Computing the CER and WER#

This example shows how to compute the character error rate (CER) and word error rate (WER) with Stringalign and how the choice of tokenizer can be important.

import stringalign

One way to measure the performance of a predicted text transcription compared to a reference is by calculating the character error rate (CER) and word error rate (WER) which are special cases of the token error rate (TER) (For more details on these metrics see The character, word and token error rate). To calculate the CER between two strings we first need a character-level tokenizer which we use to get an alignment that we can use to compare the strings.

from stringalign.evaluate import AlignmentAnalyzer

reference = "Ηello world!"
predicted = "Hello world!!"

tokenizer = stringalign.tokenize.GraphemeClusterTokenizer()
alignment_analyzer = AlignmentAnalyzer.from_strings(reference, predicted, tokenizer=tokenizer)

cer = alignment_analyzer.compute_ter()

print(f"The character error rate is {cer:.2f}")
The character error rate is 0.17

You might notice that this number is twice what we may expect. We can visualise the alignment to understand why.

alignment_analyzer.visualize()
Reference:Predicted:
Η H
e e
l l
l l
o o
w w
o o
r r
l l
d d
!
! !


We see that there was a confusable character used for the H, and the benefit of this way of computing the CER and WER is that the tokenizer is explicit. If we want to resolve confusables, then we can switch out the tokenizer.

reference = "Ηello world!"
predicted = "Hello world!!"

# Resolve confusables before tokenization
normalizer = stringalign.normalize.StringNormalizer(resolve_confusables="intentional")
tokenizer = stringalign.tokenize.GraphemeClusterTokenizer(pre_tokenization_normalizer=normalizer)

alignment_analyzer = AlignmentAnalyzer.from_strings(reference, predicted, tokenizer=tokenizer)
cer = alignment_analyzer.compute_ter()

print(f"The character error rate is {cer:.2f}")

alignment_analyzer.visualize()
The character error rate is 0.08
Reference:Predicted:
H H
e e
l l
l l
o o
w w
o o
r r
l l
d d
!
! !


Computing the word error rate#

Similarly, if we want to compute the word error rate, we can switch out the tokenizer, and, for example, use whitespace characters to signify word boundaries.

reference = "Ηello world!"
predicted = "Hello world!!"

# Resolve confusables before tokenization
normalizer = stringalign.normalize.StringNormalizer(resolve_confusables="intentional")
word_tokenizer = stringalign.tokenize.SplitAtWhitespaceTokenizer(pre_tokenization_normalizer=normalizer)

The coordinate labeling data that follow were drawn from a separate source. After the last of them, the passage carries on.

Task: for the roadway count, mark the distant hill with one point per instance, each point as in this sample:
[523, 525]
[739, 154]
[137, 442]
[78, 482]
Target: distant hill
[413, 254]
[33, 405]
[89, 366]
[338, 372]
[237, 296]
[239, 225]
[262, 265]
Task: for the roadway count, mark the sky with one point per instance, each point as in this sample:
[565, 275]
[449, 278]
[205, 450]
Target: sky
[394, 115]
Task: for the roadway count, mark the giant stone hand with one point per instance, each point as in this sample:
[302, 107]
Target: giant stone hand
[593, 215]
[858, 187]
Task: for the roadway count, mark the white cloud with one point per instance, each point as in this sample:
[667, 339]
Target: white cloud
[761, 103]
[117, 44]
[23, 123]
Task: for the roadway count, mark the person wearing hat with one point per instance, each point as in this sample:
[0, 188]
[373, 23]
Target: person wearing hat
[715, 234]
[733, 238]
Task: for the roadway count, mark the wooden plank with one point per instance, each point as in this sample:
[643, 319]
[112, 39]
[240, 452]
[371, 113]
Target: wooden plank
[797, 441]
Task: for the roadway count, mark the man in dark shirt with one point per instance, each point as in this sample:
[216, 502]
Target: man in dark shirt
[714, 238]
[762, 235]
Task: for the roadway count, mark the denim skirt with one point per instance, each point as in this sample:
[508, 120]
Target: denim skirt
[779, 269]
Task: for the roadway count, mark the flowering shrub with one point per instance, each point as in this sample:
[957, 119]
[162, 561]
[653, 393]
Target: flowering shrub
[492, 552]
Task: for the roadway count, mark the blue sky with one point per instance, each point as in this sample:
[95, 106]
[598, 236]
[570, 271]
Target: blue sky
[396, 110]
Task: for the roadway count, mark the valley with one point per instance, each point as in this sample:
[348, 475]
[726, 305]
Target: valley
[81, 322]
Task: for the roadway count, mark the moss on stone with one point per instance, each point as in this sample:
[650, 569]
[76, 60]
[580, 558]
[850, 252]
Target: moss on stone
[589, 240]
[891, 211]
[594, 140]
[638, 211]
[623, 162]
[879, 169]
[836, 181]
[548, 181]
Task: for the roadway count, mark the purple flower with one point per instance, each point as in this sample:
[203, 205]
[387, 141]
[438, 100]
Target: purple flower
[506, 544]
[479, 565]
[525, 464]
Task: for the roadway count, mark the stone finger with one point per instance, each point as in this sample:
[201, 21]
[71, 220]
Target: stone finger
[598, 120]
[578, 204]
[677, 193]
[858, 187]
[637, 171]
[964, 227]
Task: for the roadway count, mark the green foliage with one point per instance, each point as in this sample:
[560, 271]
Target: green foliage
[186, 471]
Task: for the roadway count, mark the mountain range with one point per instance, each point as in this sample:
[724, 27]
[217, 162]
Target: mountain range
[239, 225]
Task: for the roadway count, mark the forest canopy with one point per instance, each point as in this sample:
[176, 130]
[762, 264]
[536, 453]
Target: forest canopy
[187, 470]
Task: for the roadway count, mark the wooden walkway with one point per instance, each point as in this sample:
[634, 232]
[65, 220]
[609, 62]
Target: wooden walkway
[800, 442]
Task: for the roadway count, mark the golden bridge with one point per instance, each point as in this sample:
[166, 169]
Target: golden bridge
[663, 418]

alignment_analyzer = AlignmentAnalyzer.from_strings(reference, predicted, tokenizer=word_tokenizer)
wer = alignment_analyzer.compute_ter()

print(f"The word error rate is {wer:.2f}")
alignment_analyzer.visualize(space_alignment_ops=True)  # Space alignment ops to add whitespace around each word
The word error rate is 0.50
Reference:Predicted:
Hello Hello
world! world!!


Using different word tokenizers#

Sometimes, we may not be too interested in how punctuation affects model performance. In those cases, we can, for example, use the stringalign.tokenize.UnicodeWordTokenizer, which uses the word extraction algorithm described in [Con25e] to tokenize the strings into words without punctuation.

reference = "Ηello world!"
predicted = "Hello world!!"

# Resolve confusables before tokenization
normalizer = stringalign.normalize.StringNormalizer(resolve_confusables="intentional")
unicode_word_tokenizer = stringalign.tokenize.UnicodeWordTokenizer(pre_tokenization_normalizer=normalizer)

alignment_analyzer = AlignmentAnalyzer.from_strings(reference, predicted, tokenizer=unicode_word_tokenizer)
unicode_word_wer = alignment_analyzer.compute_ter()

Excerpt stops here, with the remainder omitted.